Spending on order and execution management systems is expected to slide significantly over the coming year as buy-side firms worldwide looks to consolidate system and rationalise their use of trading technology during the downturn, according to research from analyst house Tabb.
Nearly half of the 178 buy-side firms interviewed are considering changing their trading system, swapping out an OMS or an EMS despite the complexities involved in doing so. As the number of EMSs on the buy-side trader's desktop continues to shrink - down 50% by 2010 - some firms are opting to forgo their EMS altogether for newly-delivered trading functionality in their OMS.
Platform consolidation and the search for efficiency are driving many buy side firms to look for a new OMS or EMS, says Tabb, but the current difficult financial climate has caused overall spending on these platforms to drop. Global buy-side spending on equity-focused OMSs and EMSs will decline 13% and 11% CAGR respectively from 2007 to 2009, forecasts the analyst house.

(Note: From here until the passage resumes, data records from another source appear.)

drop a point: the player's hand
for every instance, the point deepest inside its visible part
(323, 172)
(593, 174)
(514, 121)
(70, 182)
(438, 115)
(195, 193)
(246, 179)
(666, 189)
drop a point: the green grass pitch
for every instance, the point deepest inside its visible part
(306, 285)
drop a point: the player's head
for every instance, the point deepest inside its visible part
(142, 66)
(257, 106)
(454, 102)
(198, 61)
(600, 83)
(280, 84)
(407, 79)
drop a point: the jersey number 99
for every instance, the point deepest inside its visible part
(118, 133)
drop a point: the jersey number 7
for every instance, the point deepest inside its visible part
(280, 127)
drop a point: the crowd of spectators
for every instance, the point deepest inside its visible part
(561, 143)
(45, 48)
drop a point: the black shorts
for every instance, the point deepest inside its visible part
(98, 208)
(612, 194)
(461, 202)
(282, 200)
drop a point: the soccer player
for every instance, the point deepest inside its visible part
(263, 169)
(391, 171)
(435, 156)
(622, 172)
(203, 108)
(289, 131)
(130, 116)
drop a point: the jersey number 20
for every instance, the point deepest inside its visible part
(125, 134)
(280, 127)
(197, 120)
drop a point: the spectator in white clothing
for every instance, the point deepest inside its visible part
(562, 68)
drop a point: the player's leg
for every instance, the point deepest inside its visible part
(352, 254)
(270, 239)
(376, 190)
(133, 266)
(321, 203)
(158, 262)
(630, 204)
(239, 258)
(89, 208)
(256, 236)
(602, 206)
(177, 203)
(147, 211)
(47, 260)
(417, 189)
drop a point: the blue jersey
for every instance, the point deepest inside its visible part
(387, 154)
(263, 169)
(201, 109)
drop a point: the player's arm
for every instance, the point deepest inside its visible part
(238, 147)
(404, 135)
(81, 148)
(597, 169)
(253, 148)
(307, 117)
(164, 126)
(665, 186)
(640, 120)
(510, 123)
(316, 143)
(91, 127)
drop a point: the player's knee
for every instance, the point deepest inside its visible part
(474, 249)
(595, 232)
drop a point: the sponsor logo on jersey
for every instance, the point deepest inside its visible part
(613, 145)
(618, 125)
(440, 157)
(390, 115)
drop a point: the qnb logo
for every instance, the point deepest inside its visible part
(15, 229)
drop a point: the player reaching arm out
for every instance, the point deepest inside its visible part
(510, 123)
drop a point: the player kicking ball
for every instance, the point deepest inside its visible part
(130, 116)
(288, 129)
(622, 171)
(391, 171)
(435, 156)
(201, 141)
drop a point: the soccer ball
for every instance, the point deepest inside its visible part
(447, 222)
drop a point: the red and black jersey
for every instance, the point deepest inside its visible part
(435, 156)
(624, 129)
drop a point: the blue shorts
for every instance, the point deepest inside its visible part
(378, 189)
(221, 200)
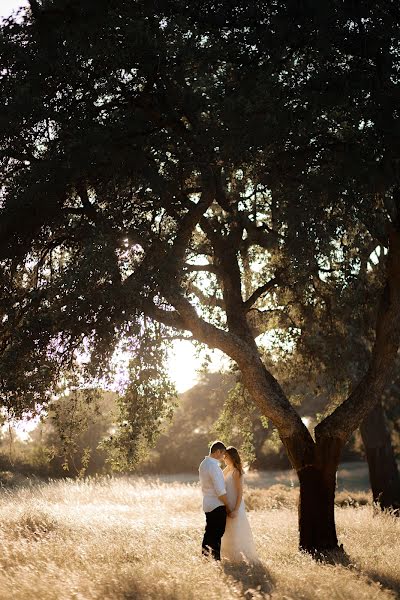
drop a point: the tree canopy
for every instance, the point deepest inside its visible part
(177, 166)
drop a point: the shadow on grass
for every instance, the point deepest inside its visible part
(334, 557)
(253, 578)
(386, 581)
(340, 557)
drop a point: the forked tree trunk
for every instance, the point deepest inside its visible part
(316, 509)
(317, 493)
(383, 471)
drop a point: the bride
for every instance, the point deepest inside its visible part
(237, 542)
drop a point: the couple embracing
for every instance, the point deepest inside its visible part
(228, 534)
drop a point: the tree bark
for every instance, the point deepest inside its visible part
(383, 471)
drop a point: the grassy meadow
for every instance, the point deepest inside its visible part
(131, 537)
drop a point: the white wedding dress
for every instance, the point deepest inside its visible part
(237, 543)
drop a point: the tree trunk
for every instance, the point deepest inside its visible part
(317, 493)
(383, 472)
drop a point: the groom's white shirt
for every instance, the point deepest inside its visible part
(212, 483)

The research suggests that the convergence of the OMS and EMS, the OEMS, will maintain its elusiveness in the years ahead as vendors scale back costly development and focus on core competencies.
"Tools to help manage volatility, counterparty risk and the rapidly changing regulatory landscape will take center stage, as the ability to help deal with these newly prioritized issues will become significant differentiators," says Adam Sussman, director of research at Tabb Group.
But he cautions: "Industry providers who put a stop to developments in core execution and order-management functionality do so at great risk."
The latest downbeat assessment contradicts earlier research from Tabb, published in July, which forecast a 12% rise in global buy-side spending on order management systems (OMS) from $450 million in 2008 to $699 million in 2012.